Clapping again. I slowly slapped my hands together as well as I searched the screens which now scanned over the vast amount of girls and boys, grouped together by sex and region. I didn't spot myself, nor anyone I knew.
"Alright then yes quite down," the clapping stopped and he smiled graciously at the crowd. I couldn't help but image every lobster I had pulled my spear sling back for and shot right in between the eyes as they starred up at me stupidly, unsuspecting of danger. I rip off their heads as they withered in pain at the end of my spear and let it drop to the sandy bottom of the ocean floor, the warm sea swaying my hair back like wind instead of water. Jonah carried on gesturing to the two large glass bowls on either side of him with his red lobster claws.
"So, no reason to waste time, lets have our tributes!" He laughed joyously and reached into a bowl as the crowd giggled back.
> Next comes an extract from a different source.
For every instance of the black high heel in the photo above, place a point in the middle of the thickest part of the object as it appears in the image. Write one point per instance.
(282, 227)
"For the young ladies!" the cameras caught him wiggling his eyebrows mischievously. I looked one last time to my right, trying to make eye contact with Grifith. A head was in my way, I tried to look around it but couldn't. I noticed a couple of younger girls clench fists, bite nails. I hadn't even looked up at the screen to see Jonah Thrice yank a small white slip out of his claws. I hadn't even seen him do it, I just wanted to see Grifith.
"Cora Gil!"
Cora Gil. Cora Gil. Cora. I knew that name. That girl. I knew her. Cora. The girl next to me relaxed and let out a big sigh. She was young, maybe this was even her first year sitting her in these red chairs dreading if her name should be called so relieved that it hadn't. Cora Gil. Nadia who I had waved at earlier was now starring at me in shock. Then another girl I had Marine Science with at school. A girl who I'd been friends with when I was younger. A girl who's mother was my mothers Tuesday night poker host. A girl who sat at the table next to me a lunch. A girl who's father owned the snack bar at the beach. The girl who was one of my teachers daughters. A girl who my father had fired the father of last year. A girl who strung the prettiest seashell anklets at school for free, she had made one for me last year, I still had it on. It was on my right ankle. Light pink shells.
"Cora Gil? I am pronouncing that right dear me!" Jonah Thrice beamed up at the vast thousands of people giggling at his potential foolishness. They, relieved and relaxed, laughed back.
"Cora Gil? Come up here love, come here!" he was smiling sweetly into the crowd of girls presented in front of him, slightly to his right.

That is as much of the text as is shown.